Likewise, it is not immediately clear how Defendants' alleged "manipulat[ion of] ... critical inputs" — more specifically, their (1) use of various LTSA renegotiation techniques to increase profit margins and (2) sales of LTSA receivables for cash, see id. ¶¶ 260-97 — rendered false or misleading their statements that GE "routinely review[ed] estimates" and "regularly revise[d] them to adjust for changes in outlook." Id. ¶ 376. GE's statements and its undisclosed "manipulat[ive]" practices do not appear to be at odds with one another. What Plaintiffs seem to argue is that, "[a]t a minimum," the statements were misleading without an accompanying disclosure that "[GE] Power was experiencing a material downturn" or an "adjust[ment] downward [of] LTSA profitability and revenues." Pls.' Opp'n 23. But Plaintiffs provide no concrete explanation of why GE's general overview of LTSA revenue determination would mislead a reasonable investor absent disclosure of broader market trends or a write-down of revenue projections.
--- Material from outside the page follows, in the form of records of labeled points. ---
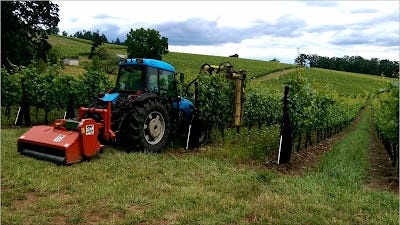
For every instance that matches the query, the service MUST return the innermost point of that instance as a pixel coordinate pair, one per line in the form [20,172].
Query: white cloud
[252,29]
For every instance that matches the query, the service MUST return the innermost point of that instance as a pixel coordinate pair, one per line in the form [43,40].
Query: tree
[25,29]
[301,59]
[146,44]
[97,41]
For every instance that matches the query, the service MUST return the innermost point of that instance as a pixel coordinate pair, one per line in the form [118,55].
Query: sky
[252,29]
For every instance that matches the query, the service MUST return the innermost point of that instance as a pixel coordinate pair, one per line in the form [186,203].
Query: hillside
[186,63]
[233,179]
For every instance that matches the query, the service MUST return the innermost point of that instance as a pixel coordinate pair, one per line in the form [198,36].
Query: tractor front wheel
[149,126]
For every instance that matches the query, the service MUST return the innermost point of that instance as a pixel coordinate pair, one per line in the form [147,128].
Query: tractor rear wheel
[149,126]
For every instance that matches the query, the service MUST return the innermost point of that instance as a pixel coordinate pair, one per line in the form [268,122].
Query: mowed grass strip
[128,188]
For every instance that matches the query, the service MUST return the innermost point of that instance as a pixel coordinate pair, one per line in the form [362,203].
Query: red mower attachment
[64,142]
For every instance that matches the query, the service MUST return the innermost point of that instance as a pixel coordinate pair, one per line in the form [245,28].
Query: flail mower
[141,112]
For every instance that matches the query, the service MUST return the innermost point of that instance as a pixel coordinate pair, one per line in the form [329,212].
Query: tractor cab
[137,76]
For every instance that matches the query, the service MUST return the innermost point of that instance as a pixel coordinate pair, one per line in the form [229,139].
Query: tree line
[355,64]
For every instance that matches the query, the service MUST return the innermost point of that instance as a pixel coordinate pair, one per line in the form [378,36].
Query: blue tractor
[146,107]
[140,113]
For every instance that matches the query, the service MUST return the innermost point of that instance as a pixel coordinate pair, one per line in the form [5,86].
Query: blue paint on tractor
[110,97]
[148,62]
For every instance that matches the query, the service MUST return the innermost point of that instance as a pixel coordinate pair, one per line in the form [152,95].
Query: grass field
[198,188]
[226,182]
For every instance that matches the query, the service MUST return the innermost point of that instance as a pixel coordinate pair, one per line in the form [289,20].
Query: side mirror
[181,77]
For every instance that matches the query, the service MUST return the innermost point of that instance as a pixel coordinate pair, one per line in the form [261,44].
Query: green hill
[187,63]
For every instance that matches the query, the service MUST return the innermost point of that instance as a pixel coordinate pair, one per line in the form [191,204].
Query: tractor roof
[148,62]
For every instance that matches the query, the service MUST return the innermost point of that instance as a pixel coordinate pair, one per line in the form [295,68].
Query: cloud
[197,31]
[321,3]
[365,10]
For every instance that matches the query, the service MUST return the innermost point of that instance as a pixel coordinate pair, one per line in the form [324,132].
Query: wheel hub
[154,127]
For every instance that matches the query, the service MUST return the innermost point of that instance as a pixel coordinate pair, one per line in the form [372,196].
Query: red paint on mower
[65,141]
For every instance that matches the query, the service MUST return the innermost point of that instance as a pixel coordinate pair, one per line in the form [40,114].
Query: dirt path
[304,160]
[275,74]
[382,174]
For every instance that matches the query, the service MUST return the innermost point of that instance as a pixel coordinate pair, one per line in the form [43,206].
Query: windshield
[131,78]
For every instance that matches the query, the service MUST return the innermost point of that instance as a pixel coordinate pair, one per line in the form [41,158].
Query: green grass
[343,84]
[127,188]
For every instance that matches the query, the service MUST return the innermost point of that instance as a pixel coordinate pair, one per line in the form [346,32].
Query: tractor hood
[110,97]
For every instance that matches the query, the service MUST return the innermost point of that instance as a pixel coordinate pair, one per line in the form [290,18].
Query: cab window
[131,79]
[166,83]
[152,79]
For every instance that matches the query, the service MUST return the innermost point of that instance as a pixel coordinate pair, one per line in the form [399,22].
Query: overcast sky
[253,29]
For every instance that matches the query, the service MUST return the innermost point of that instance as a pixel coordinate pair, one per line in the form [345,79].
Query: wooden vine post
[285,143]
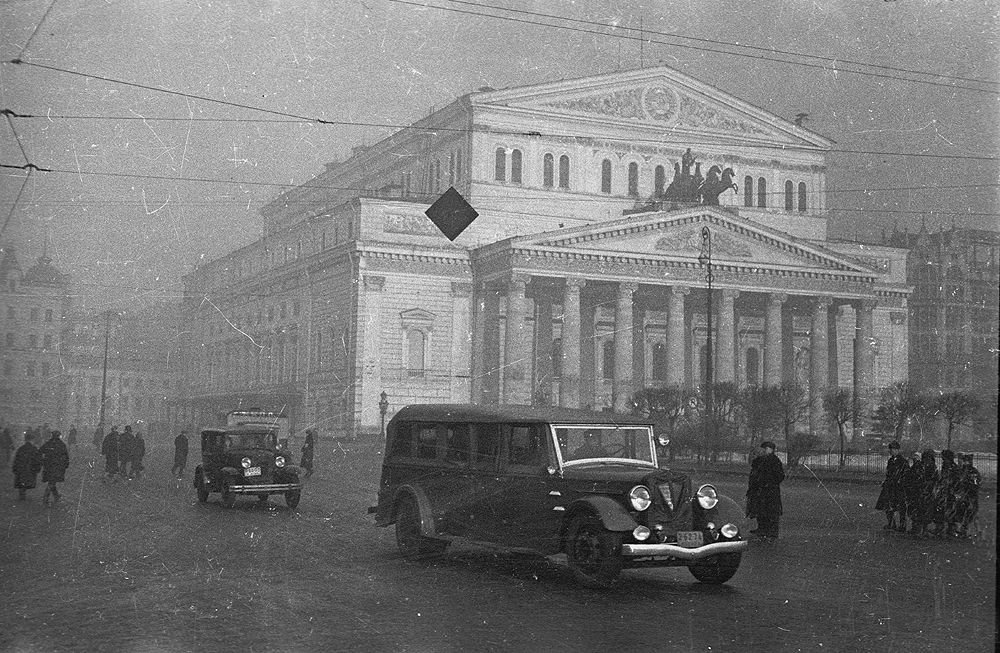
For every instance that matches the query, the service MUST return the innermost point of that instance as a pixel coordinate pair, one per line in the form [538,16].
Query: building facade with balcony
[578,284]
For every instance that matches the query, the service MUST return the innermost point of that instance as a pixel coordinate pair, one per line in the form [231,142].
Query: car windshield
[263,440]
[632,443]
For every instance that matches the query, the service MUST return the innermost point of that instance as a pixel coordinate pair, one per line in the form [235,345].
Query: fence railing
[869,463]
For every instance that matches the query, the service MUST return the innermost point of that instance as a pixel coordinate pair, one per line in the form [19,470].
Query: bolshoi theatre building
[602,205]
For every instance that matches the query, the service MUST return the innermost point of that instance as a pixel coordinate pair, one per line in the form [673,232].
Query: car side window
[456,443]
[527,446]
[487,446]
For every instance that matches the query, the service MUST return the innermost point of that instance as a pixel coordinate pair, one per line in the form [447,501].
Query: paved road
[144,567]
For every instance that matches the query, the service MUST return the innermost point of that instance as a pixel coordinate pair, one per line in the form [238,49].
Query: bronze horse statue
[717,182]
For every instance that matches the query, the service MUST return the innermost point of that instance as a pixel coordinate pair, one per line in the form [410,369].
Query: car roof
[509,413]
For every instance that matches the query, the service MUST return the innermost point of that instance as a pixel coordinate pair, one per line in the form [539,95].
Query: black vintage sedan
[245,460]
[551,481]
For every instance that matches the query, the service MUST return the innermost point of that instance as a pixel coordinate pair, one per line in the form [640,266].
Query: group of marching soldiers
[917,490]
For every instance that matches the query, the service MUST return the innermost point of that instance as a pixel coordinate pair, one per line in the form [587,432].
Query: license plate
[689,539]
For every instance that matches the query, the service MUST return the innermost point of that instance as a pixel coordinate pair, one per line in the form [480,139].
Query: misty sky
[137,199]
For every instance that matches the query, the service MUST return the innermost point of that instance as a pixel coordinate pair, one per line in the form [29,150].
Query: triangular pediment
[660,98]
[677,236]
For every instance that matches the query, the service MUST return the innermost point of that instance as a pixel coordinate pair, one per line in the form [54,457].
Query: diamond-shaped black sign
[451,213]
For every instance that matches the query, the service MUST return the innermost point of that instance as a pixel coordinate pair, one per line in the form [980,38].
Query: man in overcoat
[27,464]
[764,491]
[892,498]
[55,460]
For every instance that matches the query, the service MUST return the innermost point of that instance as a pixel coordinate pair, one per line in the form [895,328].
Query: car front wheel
[716,569]
[228,496]
[410,540]
[593,552]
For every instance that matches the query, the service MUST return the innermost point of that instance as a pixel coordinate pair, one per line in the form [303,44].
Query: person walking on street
[110,451]
[764,491]
[180,455]
[27,464]
[6,446]
[55,460]
[892,498]
[308,448]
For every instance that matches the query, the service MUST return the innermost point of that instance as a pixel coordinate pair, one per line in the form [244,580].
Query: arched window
[753,366]
[659,362]
[416,343]
[633,179]
[501,165]
[608,359]
[606,176]
[548,171]
[659,181]
[515,166]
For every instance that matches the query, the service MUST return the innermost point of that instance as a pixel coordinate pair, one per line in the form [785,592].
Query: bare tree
[838,403]
[956,408]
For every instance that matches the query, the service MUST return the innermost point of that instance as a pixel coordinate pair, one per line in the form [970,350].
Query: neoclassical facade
[579,282]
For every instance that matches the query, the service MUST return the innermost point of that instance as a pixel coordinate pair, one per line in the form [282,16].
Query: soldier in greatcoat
[27,464]
[55,460]
[764,491]
[892,497]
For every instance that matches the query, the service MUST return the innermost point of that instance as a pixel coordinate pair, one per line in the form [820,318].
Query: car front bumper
[683,553]
[264,487]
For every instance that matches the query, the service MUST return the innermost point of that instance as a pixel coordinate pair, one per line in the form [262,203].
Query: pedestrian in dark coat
[109,449]
[6,445]
[180,454]
[308,448]
[764,491]
[27,464]
[967,495]
[55,460]
[892,497]
[945,484]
Next, Plaintiffs challenge a series of statements relating to GE's use of cumulative catch-up adjustments and its "monetization" of LTSA receivables. First, at a conference on February 22, 2017, Bornstein gave a detailed explanation of how cumulative catch-up revenue was accounted for under the then-operative accounting rule, ASC 605; described how such revenue would be accounted for differently when the new accounting standard came into effect; and predicted that the change would have a modest effect on GE's earnings per share. See FAC ¶ 383. Plaintiffs allege that Bornstein's discussion was misleading because he failed to disclose that GE generated billions in cumulative catch-up adjustments "through fraudulent, unsustainable, and unsound business practices." Id. ¶ 384 (citing id. ¶¶ 250-97). Laying aside the lack of specificity about which of the statements in Bornstein's lengthy comments were misleading, Plaintiffs do not explain why his seemingly accurate and somewhat technical explanation of how cumulative catch-up accounting worked under ASC 605 (which the Court assumes is the relevant portion, as it is emphasized in bold and italics) would mandate disclosure of the importance of that accounting method to the company. "The requirement to be complete and accurate... does not mean that by revealing one fact one must reveal all others that, too, would be interesting...." In re Bristol Myers Squibb Co. Sec. Litig., 586 F.Supp.2d 148, 160 (S.D.N.Y. 2008) (internal quotation marks and ellipses omitted). Nor is there a general duty to disclose that one's revenues are "unsustainable." See, e.g., In re Citigroup, Inc. Sec. Litig., 330 F.Supp.2d 367, 378 (S.D.N.Y. 2004). Plaintiffs are closer to the mark when they observe that GE's "reliance on cumulative catch-up ... accounted for far more" of GE's earnings than was suggested by Bornstein's prediction regarding GE's earnings per share, suggesting that he knew or had reason to know otherwise when he spoke. FAC ¶ 384; see also id. ¶ 311. But those allegations fall short of alleging facts that would demonstrate that the prediction — indisputably a statement of opinion — was false or misleading under Omnicare.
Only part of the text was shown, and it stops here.